Some music has distinctive titles, like Romeo and Juliette or The Tree-Cornered Hat. More than one composer might use the same title, but so long as we specify whether we mean the Romeo and Juliette by Tchaikovsky or Prokofiev, or anyone else, there is no question of which piece we refer to.
Other music has form titles, like Sonata, Concerto, Symphony, etc. Not only have many composers used those titles over a long period of years, but many use them more than once. We keep them apart by numbering them, among other things. When we see or hear a reference to one of Beethoven’s nine symphonies, one of Brahms’ four, to name only two of many examples, we know exactly what piece is meant.

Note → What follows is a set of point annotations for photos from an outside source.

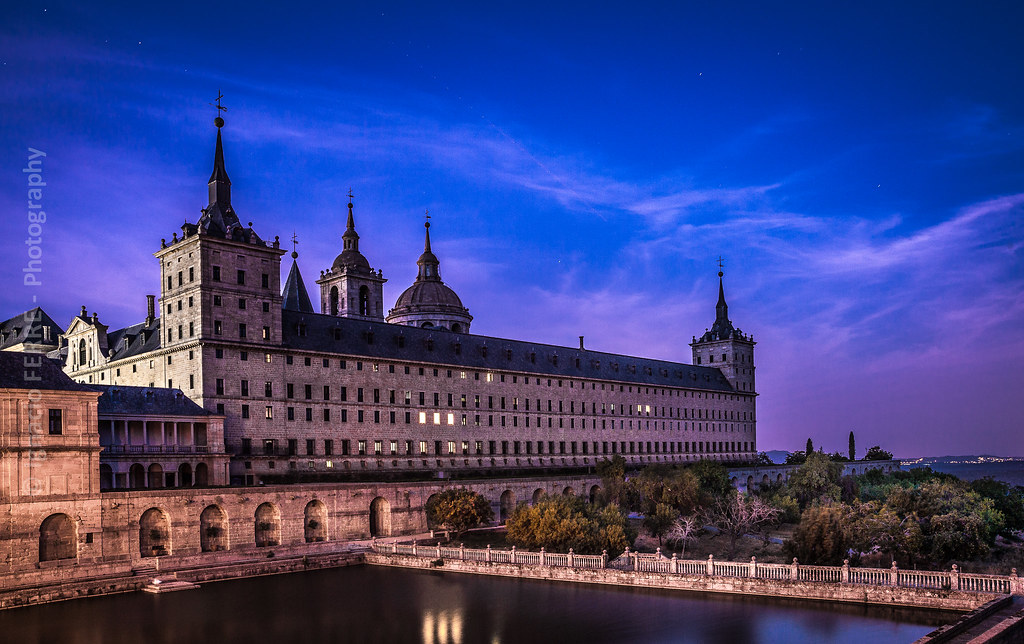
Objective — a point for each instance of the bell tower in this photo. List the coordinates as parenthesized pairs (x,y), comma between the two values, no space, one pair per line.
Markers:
(350,288)
(726,347)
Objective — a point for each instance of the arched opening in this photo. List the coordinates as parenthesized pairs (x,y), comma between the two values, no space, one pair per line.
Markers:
(364,301)
(213,529)
(380,517)
(315,521)
(156,475)
(267,525)
(506,506)
(155,533)
(184,475)
(430,524)
(202,474)
(136,476)
(334,300)
(57,538)
(105,477)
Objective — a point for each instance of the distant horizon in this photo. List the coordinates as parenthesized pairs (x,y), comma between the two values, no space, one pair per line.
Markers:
(860,170)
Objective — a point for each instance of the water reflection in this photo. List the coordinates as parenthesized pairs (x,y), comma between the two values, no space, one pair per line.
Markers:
(387,605)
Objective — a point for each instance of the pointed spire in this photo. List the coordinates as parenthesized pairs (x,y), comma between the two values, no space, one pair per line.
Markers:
(350,239)
(295,297)
(721,309)
(428,262)
(220,185)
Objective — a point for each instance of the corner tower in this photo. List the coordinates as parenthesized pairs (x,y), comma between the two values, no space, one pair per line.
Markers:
(350,288)
(429,303)
(219,282)
(726,347)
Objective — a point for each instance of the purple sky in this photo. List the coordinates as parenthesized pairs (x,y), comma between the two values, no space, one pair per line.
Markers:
(861,171)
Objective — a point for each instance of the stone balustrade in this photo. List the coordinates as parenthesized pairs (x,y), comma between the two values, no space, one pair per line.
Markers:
(639,562)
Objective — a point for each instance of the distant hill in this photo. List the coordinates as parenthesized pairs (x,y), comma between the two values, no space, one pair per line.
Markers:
(961,460)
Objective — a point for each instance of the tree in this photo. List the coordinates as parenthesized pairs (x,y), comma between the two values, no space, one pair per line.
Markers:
(561,522)
(878,454)
(816,480)
(738,515)
(822,537)
(660,520)
(458,510)
(683,530)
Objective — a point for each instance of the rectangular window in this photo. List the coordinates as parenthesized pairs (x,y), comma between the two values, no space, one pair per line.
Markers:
(56,422)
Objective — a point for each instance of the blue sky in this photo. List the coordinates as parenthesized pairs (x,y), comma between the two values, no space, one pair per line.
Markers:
(860,169)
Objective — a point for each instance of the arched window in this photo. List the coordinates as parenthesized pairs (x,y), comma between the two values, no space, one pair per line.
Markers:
(364,301)
(57,539)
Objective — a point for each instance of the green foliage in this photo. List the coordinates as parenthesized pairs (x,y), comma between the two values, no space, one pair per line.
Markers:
(796,458)
(816,480)
(822,538)
(876,453)
(560,522)
(660,520)
(458,510)
(1008,499)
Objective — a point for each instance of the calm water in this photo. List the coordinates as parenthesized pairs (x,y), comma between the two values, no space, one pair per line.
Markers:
(375,604)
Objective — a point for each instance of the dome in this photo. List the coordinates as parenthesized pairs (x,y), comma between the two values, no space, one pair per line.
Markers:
(350,259)
(428,296)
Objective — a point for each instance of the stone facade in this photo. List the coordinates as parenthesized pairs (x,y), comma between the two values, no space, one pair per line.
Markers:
(314,396)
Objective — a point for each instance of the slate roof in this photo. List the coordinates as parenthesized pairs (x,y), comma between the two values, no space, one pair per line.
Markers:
(118,399)
(140,338)
(314,332)
(295,296)
(34,371)
(28,327)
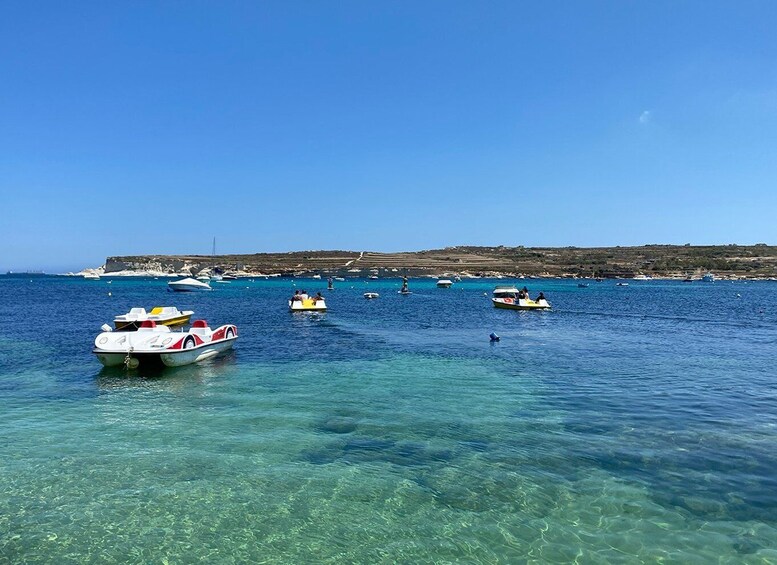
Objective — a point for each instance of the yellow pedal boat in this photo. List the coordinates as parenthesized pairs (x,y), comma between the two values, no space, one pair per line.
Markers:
(162,315)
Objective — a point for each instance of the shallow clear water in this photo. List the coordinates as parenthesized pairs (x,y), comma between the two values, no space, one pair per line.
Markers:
(629,424)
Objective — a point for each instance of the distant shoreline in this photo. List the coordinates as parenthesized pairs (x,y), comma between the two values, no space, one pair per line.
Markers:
(656,261)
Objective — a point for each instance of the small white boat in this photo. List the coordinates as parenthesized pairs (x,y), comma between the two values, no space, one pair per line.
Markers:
(188,285)
(305,303)
(154,345)
(162,315)
(509,298)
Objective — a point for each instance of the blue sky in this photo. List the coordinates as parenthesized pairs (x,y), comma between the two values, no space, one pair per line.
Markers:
(151,127)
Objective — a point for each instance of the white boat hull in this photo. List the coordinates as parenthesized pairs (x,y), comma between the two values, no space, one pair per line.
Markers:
(520,304)
(307,305)
(160,346)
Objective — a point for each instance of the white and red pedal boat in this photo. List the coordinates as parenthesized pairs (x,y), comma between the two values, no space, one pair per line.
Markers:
(154,344)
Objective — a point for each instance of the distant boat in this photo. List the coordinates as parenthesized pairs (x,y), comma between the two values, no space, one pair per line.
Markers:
(162,315)
(510,298)
(188,285)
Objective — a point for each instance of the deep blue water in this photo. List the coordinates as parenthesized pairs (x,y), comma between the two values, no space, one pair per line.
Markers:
(628,424)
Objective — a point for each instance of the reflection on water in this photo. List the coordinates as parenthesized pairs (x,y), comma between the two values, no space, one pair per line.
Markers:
(628,424)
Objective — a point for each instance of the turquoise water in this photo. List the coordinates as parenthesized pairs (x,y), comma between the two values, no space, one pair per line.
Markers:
(628,424)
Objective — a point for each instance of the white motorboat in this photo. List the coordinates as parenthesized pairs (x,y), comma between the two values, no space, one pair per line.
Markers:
(162,315)
(188,285)
(510,298)
(305,303)
(153,345)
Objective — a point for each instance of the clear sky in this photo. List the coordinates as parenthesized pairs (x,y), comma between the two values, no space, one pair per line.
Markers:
(151,127)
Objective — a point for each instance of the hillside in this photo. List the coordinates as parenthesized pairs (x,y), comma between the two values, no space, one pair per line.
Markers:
(756,261)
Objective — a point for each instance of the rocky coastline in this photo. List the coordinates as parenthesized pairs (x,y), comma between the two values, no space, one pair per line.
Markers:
(656,261)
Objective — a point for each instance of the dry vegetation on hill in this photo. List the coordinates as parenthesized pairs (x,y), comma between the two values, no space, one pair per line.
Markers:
(655,260)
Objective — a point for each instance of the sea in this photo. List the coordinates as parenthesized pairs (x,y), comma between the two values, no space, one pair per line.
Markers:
(629,424)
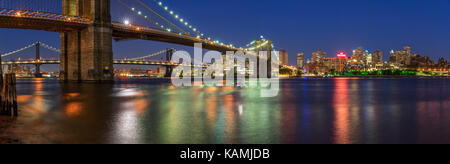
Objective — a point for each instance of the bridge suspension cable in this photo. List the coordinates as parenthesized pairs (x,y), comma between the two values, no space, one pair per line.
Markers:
(152,55)
(178,18)
(19,50)
(161,17)
(50,47)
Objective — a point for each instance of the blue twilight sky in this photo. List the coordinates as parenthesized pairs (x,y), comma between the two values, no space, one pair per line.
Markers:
(294,25)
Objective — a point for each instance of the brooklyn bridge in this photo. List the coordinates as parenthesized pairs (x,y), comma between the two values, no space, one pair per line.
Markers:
(87,31)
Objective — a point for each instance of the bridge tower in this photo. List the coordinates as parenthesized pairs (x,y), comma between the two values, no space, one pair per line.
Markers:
(264,45)
(86,55)
(37,72)
(169,69)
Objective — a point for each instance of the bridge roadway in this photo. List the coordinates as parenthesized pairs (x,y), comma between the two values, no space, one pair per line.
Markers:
(115,61)
(19,19)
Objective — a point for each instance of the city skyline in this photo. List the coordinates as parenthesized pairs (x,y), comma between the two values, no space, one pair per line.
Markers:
(336,28)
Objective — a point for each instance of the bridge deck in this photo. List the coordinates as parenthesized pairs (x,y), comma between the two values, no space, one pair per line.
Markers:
(19,19)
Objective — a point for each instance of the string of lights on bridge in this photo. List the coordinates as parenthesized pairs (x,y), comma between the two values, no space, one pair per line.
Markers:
(175,16)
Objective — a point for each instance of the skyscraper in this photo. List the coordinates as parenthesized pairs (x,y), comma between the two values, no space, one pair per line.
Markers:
(401,57)
(300,60)
(284,57)
(377,57)
(360,55)
(319,57)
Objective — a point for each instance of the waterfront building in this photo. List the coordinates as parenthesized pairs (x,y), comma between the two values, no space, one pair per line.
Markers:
(284,57)
(401,57)
(360,55)
(318,57)
(300,60)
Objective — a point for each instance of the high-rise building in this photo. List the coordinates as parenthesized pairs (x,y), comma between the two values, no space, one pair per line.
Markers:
(377,57)
(360,55)
(401,57)
(284,57)
(300,60)
(318,57)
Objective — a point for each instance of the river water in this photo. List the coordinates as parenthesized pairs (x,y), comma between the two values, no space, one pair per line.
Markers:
(341,110)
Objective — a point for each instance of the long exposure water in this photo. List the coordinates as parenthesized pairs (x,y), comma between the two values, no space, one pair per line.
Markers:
(341,110)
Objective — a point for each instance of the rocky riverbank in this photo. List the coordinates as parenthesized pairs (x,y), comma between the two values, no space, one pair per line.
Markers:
(5,136)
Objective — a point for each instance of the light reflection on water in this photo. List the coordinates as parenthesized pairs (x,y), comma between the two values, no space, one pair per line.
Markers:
(340,111)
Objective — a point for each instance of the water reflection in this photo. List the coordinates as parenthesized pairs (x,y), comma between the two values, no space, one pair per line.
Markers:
(306,111)
(341,110)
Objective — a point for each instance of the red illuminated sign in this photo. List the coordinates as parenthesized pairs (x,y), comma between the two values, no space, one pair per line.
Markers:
(341,55)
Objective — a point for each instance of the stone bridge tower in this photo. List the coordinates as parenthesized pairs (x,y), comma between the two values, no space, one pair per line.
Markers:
(86,55)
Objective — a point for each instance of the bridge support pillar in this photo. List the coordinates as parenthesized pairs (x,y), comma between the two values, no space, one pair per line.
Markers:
(37,72)
(86,55)
(169,69)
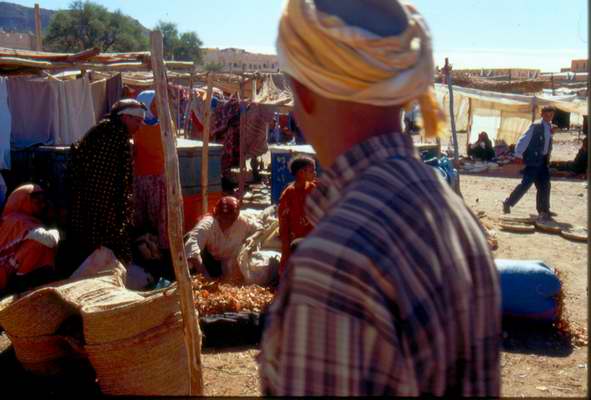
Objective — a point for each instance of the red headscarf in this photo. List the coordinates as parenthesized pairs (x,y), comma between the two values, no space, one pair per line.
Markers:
(226,206)
(17,218)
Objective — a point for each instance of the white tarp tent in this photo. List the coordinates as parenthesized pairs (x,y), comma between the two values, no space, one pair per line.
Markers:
(502,116)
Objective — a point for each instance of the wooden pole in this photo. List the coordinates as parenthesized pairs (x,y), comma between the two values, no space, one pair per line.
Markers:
(447,70)
(38,37)
(242,140)
(188,108)
(174,207)
(205,148)
(470,119)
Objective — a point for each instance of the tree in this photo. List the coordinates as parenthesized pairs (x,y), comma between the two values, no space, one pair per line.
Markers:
(86,25)
(180,47)
(213,67)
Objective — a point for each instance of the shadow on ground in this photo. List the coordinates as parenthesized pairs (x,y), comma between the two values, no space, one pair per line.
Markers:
(535,338)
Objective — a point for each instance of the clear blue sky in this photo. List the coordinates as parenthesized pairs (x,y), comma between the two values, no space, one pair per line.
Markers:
(472,33)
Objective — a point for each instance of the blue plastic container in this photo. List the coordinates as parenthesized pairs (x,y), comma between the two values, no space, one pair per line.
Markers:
(529,289)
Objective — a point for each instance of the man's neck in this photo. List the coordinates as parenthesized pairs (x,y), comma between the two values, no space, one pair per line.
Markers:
(343,133)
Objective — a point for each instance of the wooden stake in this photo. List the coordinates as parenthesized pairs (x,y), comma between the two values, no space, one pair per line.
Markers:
(452,119)
(243,124)
(38,37)
(470,120)
(188,108)
(174,207)
(447,69)
(205,148)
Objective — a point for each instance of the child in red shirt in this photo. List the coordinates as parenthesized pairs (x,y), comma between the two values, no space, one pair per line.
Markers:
(293,223)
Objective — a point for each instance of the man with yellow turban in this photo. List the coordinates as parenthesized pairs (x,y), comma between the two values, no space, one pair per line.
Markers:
(395,291)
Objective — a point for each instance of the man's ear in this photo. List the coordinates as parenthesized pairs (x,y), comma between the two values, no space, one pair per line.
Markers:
(305,96)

Not every sequence of numbers is that straightforward. The conductor of the orchestra I play in announced that he intended to play Dvořák’s Seventh Symphony on our next concert, but had second thoughts before the first rehearsal. He said he wanted to decide among that, Franck’s Symphony, and Dvořák’s Ninth. Everyone’s folder included parts for Dvořák symphonies number 2 and 5. Most of the orchestra was confused.
Antonin Dvořák composed five symphonies before he had any published. He issued one now known as his Sixth Symphony as his Symphony no. 1 and the present Seventh as no. 2. Before he wrote another symphony, he decided to publish one of the earlier ones (his Fifth) as no. 3, and so of course he published his last two symphonies as no. 4 and no. 5.
The thematic catalog of Dvořák’s complete works, now universally used as the definitive source of numbering and dating them, restored the four earlier, unpublished symphonies. After it appeared in 1955, it took a while for the new numbering to become accepted worldwide. Somehow it just didn’t seem right for the New World Symphony, known since its first publication as no. 5 to suddenly become no. 9. Now, it’s the older printed music and recordings that people find confusing.